Investigating the impact of transient hardware faults on deep learning neural network inference

Abstract

Safety-critical applications, such as autonomous vehicles, healthcare, and space applications, have witnessed widespread deployment of deep neural networks (DNNs). Inherent algorithmic inaccuracies have consistently been a prevalent cause of misclassifications, even in modern DNNs. Simultaneously, with an ongoing effort to minimize the footprint of contemporary chip design, there is a continual rise in the likelihood of transient hardware faults in deployed DNN models. Consequently, researchers have wondered the extent to which these faults contribute to DNN misclassifications compared to algorithmic inaccuracies. This article delves into the impact of DNN misclassifications caused by transient hardware faults and intrinsic algorithmic inaccuracies in safety-critical applications. Initially, we enhance a cutting-edge fault injector, TensorFI, for TensorFlow applications to facilitate fault injections on modern DNN non-sequential models in a scalable manner. Subsequently, we analyse the DNN-inferred outcomes based on our defined safety-critical metrics. Finally, we conduct extensive fault injection experiments and a comprehensive analysis to achieve the following objectives: (1) investigate the impact of different target class groupings on DNN failures and (2) pinpoint the most vulnerable bit locations within tensors, as well as DNN layers accountable for the majority of safety-critical misclassifications.

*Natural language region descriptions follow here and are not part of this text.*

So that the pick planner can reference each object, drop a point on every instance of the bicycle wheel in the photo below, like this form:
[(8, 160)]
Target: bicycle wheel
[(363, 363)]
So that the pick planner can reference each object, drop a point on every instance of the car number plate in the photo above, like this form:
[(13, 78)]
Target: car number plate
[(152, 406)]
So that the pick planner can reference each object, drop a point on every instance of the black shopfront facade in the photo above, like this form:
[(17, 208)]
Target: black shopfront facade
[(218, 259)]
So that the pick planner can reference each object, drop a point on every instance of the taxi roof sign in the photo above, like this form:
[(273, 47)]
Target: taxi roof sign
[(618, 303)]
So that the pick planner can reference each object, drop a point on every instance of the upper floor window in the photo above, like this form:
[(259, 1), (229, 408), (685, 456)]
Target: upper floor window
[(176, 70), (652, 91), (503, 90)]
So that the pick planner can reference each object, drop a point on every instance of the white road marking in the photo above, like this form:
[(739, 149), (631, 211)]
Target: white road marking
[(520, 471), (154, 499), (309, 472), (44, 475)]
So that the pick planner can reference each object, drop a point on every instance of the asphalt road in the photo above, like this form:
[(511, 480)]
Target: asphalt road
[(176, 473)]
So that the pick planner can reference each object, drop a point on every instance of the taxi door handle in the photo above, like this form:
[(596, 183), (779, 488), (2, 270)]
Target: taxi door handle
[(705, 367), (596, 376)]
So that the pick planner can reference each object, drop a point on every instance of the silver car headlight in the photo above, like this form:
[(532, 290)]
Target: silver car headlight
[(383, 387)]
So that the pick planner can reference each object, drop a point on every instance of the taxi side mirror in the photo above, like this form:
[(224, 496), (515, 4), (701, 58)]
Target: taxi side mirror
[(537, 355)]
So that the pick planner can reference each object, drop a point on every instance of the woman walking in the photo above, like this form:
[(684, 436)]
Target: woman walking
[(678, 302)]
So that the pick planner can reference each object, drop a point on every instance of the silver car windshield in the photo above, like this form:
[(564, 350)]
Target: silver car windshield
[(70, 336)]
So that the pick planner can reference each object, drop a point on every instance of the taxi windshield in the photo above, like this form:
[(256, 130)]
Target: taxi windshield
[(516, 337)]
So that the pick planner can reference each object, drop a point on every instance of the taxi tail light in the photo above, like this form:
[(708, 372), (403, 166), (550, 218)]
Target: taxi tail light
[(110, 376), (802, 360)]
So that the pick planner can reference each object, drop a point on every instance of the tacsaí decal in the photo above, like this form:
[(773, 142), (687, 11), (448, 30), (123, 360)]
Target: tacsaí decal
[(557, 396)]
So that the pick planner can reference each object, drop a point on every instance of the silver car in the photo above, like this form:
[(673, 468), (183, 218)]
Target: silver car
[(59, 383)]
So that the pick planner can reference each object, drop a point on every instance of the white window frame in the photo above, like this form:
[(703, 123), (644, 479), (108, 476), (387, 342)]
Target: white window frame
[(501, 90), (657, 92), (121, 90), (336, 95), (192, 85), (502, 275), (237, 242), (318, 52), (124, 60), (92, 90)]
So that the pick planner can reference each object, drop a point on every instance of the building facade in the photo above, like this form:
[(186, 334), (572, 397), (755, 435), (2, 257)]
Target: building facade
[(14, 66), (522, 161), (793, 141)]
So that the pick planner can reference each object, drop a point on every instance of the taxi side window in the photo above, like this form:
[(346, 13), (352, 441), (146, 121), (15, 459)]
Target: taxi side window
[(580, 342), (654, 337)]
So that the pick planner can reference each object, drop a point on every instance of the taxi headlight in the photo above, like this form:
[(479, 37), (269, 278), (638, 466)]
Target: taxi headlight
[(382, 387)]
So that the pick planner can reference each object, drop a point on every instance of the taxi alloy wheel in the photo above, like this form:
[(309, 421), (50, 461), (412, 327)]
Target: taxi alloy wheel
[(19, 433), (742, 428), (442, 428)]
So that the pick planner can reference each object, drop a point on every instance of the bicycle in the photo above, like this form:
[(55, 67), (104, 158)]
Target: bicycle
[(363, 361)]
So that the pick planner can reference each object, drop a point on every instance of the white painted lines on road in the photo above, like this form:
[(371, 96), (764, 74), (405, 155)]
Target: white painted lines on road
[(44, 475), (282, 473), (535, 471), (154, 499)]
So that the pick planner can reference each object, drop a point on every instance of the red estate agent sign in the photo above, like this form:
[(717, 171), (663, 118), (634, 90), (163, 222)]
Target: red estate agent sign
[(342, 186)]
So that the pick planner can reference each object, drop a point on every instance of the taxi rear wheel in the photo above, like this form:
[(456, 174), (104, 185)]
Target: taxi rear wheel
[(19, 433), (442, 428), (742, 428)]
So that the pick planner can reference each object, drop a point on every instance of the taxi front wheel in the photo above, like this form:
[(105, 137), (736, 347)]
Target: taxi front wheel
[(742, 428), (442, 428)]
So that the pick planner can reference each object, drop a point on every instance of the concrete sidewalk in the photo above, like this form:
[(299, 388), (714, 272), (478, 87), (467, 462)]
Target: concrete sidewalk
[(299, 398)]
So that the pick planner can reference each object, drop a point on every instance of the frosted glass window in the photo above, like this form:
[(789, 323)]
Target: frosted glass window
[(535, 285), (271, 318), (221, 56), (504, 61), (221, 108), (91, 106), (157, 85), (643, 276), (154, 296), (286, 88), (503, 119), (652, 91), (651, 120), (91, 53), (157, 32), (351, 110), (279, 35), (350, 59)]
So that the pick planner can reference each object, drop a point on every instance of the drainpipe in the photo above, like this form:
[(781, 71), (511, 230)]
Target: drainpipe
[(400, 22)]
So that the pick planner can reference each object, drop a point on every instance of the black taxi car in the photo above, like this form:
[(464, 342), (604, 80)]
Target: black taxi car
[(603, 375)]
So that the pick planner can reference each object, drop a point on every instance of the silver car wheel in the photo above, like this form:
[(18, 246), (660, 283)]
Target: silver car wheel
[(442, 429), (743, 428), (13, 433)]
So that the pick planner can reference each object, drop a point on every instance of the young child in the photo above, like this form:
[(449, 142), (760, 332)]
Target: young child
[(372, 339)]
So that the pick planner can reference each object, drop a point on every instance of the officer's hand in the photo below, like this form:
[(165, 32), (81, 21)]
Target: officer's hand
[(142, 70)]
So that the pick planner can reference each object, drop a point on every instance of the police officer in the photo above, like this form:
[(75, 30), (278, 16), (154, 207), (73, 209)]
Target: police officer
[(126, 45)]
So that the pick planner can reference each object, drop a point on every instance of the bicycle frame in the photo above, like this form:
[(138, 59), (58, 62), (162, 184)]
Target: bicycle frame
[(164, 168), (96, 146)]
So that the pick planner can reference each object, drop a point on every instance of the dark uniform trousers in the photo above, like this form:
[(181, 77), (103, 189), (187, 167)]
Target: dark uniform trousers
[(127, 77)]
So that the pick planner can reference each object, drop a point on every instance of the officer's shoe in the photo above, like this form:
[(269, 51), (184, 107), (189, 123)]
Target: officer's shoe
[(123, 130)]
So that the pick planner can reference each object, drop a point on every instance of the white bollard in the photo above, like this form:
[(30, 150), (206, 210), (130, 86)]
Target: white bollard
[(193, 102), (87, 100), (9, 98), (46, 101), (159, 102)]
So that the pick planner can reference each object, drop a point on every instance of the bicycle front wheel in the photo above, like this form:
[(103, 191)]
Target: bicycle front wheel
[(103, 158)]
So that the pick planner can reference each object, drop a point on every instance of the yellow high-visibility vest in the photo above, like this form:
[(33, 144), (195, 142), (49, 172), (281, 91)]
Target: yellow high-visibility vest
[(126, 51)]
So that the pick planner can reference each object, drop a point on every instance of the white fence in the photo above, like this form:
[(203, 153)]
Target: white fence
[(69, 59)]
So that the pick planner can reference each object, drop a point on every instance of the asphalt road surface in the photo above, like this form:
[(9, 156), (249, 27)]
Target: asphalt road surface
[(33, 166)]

Our findings regarding different grouping formations reveal that failures induced by transient hardware faults can have a substantially greater impact (with a probability up to 4 $\times$ higher) on safety-critical applications compared to those resulting from algorithmic inaccuracies. Additionally, our investigation demonstrates that higher order bit positions in tensors, as well as initial and final layers of DNNs, necessitate prioritized protection compared to other regions.